Credited Author: John Review: Ask just about any Christian what they believe to be the most misunderstood and controversial book in the New Testament and hands down Revelation will emerge the victor. The book of Revelation is written by John from the perspective of a long vision or dream. Everything he encountered he is seeing in the same way we would see a movie. One of the important points of understanding the book of Revelation is the order it is written in and the events that it covers.
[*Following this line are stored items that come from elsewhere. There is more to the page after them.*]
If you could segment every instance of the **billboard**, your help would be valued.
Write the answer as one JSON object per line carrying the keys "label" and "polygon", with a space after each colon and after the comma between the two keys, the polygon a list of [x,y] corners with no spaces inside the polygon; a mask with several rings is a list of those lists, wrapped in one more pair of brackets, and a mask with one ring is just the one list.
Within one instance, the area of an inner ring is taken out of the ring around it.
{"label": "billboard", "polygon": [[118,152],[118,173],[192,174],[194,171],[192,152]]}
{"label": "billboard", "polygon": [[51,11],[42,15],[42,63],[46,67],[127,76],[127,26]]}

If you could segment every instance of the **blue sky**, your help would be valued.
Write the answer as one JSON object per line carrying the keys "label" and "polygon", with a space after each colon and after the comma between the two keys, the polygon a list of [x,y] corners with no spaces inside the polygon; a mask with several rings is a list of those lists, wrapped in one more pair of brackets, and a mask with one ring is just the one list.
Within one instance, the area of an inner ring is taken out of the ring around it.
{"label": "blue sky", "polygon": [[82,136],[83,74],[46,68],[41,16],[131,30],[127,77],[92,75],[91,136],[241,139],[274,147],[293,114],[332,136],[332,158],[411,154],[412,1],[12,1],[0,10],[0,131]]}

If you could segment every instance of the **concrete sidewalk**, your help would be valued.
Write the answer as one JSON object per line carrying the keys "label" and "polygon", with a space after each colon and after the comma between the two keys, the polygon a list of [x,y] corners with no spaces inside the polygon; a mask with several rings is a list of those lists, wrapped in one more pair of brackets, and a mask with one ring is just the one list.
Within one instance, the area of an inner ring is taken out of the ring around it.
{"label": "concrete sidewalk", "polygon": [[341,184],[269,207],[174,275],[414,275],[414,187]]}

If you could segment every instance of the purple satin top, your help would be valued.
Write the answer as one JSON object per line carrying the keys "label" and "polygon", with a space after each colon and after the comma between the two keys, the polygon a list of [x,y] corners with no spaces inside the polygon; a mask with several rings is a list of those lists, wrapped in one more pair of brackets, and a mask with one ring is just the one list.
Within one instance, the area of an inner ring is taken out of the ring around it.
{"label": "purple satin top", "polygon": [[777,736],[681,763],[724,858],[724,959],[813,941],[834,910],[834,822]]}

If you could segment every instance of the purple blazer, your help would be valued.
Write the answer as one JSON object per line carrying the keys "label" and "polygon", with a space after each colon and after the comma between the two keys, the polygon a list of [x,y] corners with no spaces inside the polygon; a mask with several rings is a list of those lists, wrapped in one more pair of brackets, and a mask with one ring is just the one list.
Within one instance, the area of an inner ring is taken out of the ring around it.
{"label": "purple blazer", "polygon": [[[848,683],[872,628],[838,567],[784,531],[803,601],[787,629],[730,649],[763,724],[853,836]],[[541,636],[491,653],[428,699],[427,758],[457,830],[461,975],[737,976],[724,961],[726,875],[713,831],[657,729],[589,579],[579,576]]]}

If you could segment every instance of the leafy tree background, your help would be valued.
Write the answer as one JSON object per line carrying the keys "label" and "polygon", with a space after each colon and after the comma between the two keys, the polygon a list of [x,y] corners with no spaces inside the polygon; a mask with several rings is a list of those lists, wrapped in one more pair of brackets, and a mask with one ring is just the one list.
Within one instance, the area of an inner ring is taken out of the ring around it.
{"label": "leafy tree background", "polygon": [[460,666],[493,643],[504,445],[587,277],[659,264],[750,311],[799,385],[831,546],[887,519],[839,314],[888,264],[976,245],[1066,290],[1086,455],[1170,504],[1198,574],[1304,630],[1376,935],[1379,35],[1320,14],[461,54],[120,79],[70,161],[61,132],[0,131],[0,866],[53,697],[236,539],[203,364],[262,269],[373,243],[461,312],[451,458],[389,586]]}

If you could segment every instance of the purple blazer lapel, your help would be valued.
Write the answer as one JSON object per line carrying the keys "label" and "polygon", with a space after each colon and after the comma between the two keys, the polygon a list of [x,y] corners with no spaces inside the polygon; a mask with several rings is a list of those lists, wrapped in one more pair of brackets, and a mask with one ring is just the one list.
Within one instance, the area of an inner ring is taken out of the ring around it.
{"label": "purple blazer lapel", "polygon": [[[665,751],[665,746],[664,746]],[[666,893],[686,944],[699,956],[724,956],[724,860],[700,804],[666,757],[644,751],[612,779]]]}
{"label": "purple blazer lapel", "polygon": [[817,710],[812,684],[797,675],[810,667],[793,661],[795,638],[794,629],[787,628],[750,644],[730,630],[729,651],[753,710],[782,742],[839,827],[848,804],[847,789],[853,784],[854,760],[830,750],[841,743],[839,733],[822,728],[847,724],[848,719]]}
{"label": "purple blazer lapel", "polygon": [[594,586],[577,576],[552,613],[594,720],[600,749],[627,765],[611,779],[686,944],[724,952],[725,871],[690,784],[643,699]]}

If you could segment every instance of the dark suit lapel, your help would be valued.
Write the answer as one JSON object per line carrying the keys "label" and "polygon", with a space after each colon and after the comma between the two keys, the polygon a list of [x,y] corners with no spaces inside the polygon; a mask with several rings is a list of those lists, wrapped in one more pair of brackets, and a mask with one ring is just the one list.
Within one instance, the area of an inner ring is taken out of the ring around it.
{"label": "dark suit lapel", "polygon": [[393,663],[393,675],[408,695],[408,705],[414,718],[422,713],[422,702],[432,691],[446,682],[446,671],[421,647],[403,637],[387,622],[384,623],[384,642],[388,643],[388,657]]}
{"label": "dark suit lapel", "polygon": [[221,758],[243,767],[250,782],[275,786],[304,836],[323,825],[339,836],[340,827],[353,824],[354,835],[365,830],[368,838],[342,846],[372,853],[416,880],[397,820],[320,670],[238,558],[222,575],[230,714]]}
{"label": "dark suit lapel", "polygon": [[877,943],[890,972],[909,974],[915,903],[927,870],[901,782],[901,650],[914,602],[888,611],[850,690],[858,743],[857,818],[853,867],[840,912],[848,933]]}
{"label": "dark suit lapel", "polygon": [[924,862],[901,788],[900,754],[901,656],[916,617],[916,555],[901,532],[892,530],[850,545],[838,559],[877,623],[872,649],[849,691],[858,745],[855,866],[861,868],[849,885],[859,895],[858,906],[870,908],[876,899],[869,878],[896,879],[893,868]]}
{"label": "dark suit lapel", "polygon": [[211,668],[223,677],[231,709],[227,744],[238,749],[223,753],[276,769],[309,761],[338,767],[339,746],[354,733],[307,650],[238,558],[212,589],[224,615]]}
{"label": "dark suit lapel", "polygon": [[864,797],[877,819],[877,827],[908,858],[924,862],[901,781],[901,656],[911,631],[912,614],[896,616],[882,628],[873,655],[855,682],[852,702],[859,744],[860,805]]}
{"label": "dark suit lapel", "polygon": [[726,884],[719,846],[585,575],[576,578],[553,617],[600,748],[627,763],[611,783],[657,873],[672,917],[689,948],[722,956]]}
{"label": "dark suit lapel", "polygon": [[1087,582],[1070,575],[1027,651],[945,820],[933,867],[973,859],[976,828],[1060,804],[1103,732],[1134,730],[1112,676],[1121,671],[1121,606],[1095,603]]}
John tells us that the book contains three timebased elements. He was instructed to write the things which have been, the things that

are and the things that will be. So we can ascertain that the book of Revelation deals in past, present and future tenses. Adding to the complexity of the issue is that Revelation is not written in chronological order. For example, the fall of Satan from heaven and the third of the angels that follow him are recorded after the seven letters to the seven churches. In addressing these issues, it is important to consider that we cannot always be sure to the exact order of events. The seven letters to the seven churches has also created major controversy inside the body of Christ. Some theologians have created a line of thinking called dispensation periods. They assume that these letters represent specific time periods of church history. They also claim that we are in the last stage of the church age, awaiting the arrival of the Messiah. While Revelation can stir emotions and cause some fierce debate among the Body of Christ, it was written so we can observe the times in which we live and know with confidence that Jesus will reign forever.